Вспоминаю о знакомстве с Полевым. Высокий седой человек поднялся из кресла в редакторском кабинете, подал прохладную крепкую руку: «Борис Николаевич». Растерявшись, я ответно пожал его ладонь: «Борис Петрович». Он тогда немного озадачился.
Полевой до седин оставался в душе романтиком, повесть моя его заинтересовала. И впоследствии он принимал участие в моей судьбе, слал критические и подбадривающие письма.
Повесть опубликована в 1976 году, получила премию за дебют. Рукопись повести хранилась под стеклом в музейном шкафу в редакции журнала, её показывали сплошь всем авторам-неудачникам.
Он внес ясность в слухи об авторских гонорарах, о размерах заработной платы карагинских робинзонов и их житье-бытье, о стоимости авиабилетов в застойные советские времена: «Уехал из Москвы с гонораром в 1800 рублей, вернул маячникам долги, на которые добирался в Москву – авиабилеты от Оссоры до столицы стоили тогда больше 200 рублей, а при ставке техника маяка в 93 рубля они могли стать неподъёмными».

Возвращаясь к журналу «Юность», отметим, что в  соседство с  повестью Агеева попали стихи А. Землянкого, М. Львова, В. Шефнера, Ю. Левитанского, В. Казанцева, а также прозаические произведения В. Смехова, В. Шкловского, Е. Евтушенко, М. Григорьева. Важное место занимало документальное повествование З. Шейниса «Миссия Яна Берзина» о соратнике Ф. Дзержинского чекисте Берзине.
Публикация повести Бориса Агеева с его иллюстрациями сопровождались не только премией «Зеленый листок», но и, как видим, приличным по тем временам гонораром. Впрочем, не гонорар «грел» душу, а факт издания повести. В 1978 году на нее обратил внимание публицист В. Сурганов, напечатавший доброжелательный отзыв «Пульс современности» в одиннадцатом номере журнала «Дальний Восток». Добавим, что на часть гонорара Борис Петрович приобрел в Москве печатную машинку: «Первую пишущую машинку «Москва» купил на первый гонорар и разбил за три года упражнений.

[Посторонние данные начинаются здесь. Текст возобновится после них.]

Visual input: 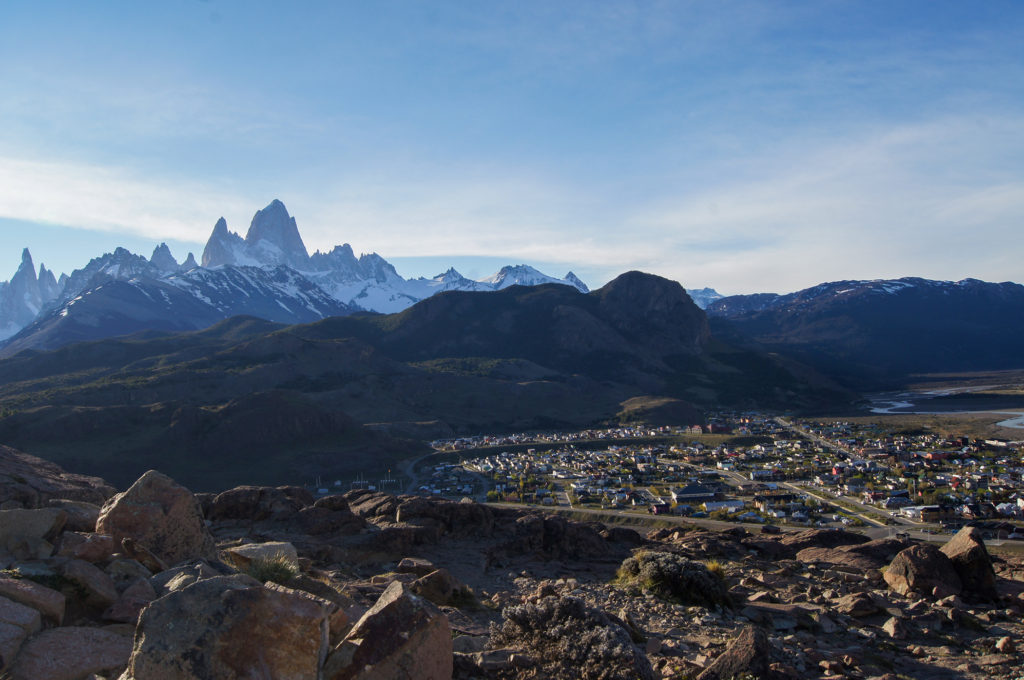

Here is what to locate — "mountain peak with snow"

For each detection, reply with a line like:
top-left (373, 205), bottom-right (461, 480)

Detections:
top-left (244, 199), bottom-right (309, 270)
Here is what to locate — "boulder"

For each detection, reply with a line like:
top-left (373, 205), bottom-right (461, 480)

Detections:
top-left (884, 544), bottom-right (962, 598)
top-left (696, 625), bottom-right (771, 680)
top-left (45, 499), bottom-right (101, 533)
top-left (0, 508), bottom-right (67, 560)
top-left (206, 485), bottom-right (314, 522)
top-left (939, 526), bottom-right (998, 601)
top-left (96, 470), bottom-right (216, 566)
top-left (6, 627), bottom-right (131, 680)
top-left (59, 558), bottom-right (119, 610)
top-left (0, 577), bottom-right (65, 625)
top-left (325, 581), bottom-right (452, 680)
top-left (395, 557), bottom-right (437, 577)
top-left (55, 532), bottom-right (115, 563)
top-left (121, 574), bottom-right (329, 679)
top-left (223, 541), bottom-right (300, 572)
top-left (796, 547), bottom-right (881, 572)
top-left (779, 528), bottom-right (869, 555)
top-left (835, 592), bottom-right (881, 618)
top-left (103, 578), bottom-right (157, 624)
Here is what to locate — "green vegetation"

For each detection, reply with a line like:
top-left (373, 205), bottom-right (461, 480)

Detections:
top-left (245, 554), bottom-right (299, 586)
top-left (615, 550), bottom-right (732, 608)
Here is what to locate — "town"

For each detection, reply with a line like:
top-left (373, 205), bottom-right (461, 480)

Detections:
top-left (414, 414), bottom-right (1024, 541)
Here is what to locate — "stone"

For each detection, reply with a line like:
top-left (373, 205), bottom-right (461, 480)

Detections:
top-left (55, 532), bottom-right (115, 563)
top-left (121, 574), bottom-right (328, 679)
top-left (105, 559), bottom-right (154, 591)
top-left (6, 627), bottom-right (132, 680)
top-left (103, 578), bottom-right (157, 624)
top-left (995, 636), bottom-right (1014, 653)
top-left (45, 499), bottom-right (101, 533)
top-left (0, 508), bottom-right (66, 559)
top-left (223, 541), bottom-right (299, 572)
top-left (939, 526), bottom-right (999, 601)
top-left (836, 592), bottom-right (881, 618)
top-left (0, 577), bottom-right (64, 626)
top-left (207, 485), bottom-right (314, 522)
top-left (96, 470), bottom-right (216, 566)
top-left (884, 544), bottom-right (962, 598)
top-left (696, 625), bottom-right (771, 680)
top-left (395, 557), bottom-right (436, 577)
top-left (325, 581), bottom-right (453, 680)
top-left (60, 558), bottom-right (119, 610)
top-left (0, 594), bottom-right (42, 631)
top-left (882, 616), bottom-right (908, 640)
top-left (452, 635), bottom-right (488, 653)
top-left (0, 621), bottom-right (29, 672)
top-left (151, 561), bottom-right (223, 594)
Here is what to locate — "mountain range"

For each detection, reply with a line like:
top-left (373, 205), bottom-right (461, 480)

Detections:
top-left (707, 277), bottom-right (1024, 388)
top-left (0, 199), bottom-right (595, 354)
top-left (0, 271), bottom-right (849, 489)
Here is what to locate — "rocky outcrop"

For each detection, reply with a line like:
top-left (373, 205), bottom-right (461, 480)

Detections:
top-left (6, 627), bottom-right (131, 680)
top-left (940, 526), bottom-right (998, 601)
top-left (696, 625), bottom-right (772, 680)
top-left (121, 574), bottom-right (330, 679)
top-left (0, 445), bottom-right (114, 508)
top-left (325, 581), bottom-right (452, 680)
top-left (884, 543), bottom-right (962, 598)
top-left (96, 470), bottom-right (216, 566)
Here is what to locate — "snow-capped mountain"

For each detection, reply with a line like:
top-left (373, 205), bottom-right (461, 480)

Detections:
top-left (684, 287), bottom-right (723, 310)
top-left (199, 200), bottom-right (589, 314)
top-left (0, 199), bottom-right (593, 352)
top-left (0, 265), bottom-right (353, 357)
top-left (0, 249), bottom-right (61, 340)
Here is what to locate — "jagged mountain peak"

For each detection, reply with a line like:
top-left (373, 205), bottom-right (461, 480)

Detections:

Почему-то сразу «уплыла» буква «й». Напечатал «Третьего», несколько рассказов, очерки… Вторая портативная машинка «Юникс», хорватского производства по немецкой лицензии, оказалась неубиваемой, на ней, до обзаведения компьютером в 1998 году, было напечатано большинство вещей, которые характеризую относящимися к «машинной» эре».

ПРОДОЛЖЕНИЕ ЛИТЕРАТУРНОЙ ОДИССЕИ
 
В конце 1976 года Борис Петрович перебирается с острова Карагинского на побережье Камчатки, в райцентр, поселок Оссору. Оттуда, спустя три года, – вглубь материковой Камчатки, в село Мильково. Там, по собственным воспоминаниям, зарабатывал на жизнь художником-оформителем, кочегаром, сторожем, пожарным. Одной из причин и, возможно, главной, послужившей прерыванию карагинской одиссеи и «маячной» жизни, стала смена статуса холостяка на статус семейного человека.
Однажды в 1974 году с острова Карагинского на утлом суденышке, похожем на те, что описаны им в рассказах, он добрался до райцентра Оссоры, чтобы заказать междугородные переговоры по телефону при почтовом отделении. Увидел симпатичную блондинку-телефонистку, с которой перебросился парой слов. Поездки в Оссору стали чаще, разговоры с приветливой телефонисткой Галиной – длиннее. В 1975 году сыграли свадьбу, а в 1977 году родилась дочь Арина.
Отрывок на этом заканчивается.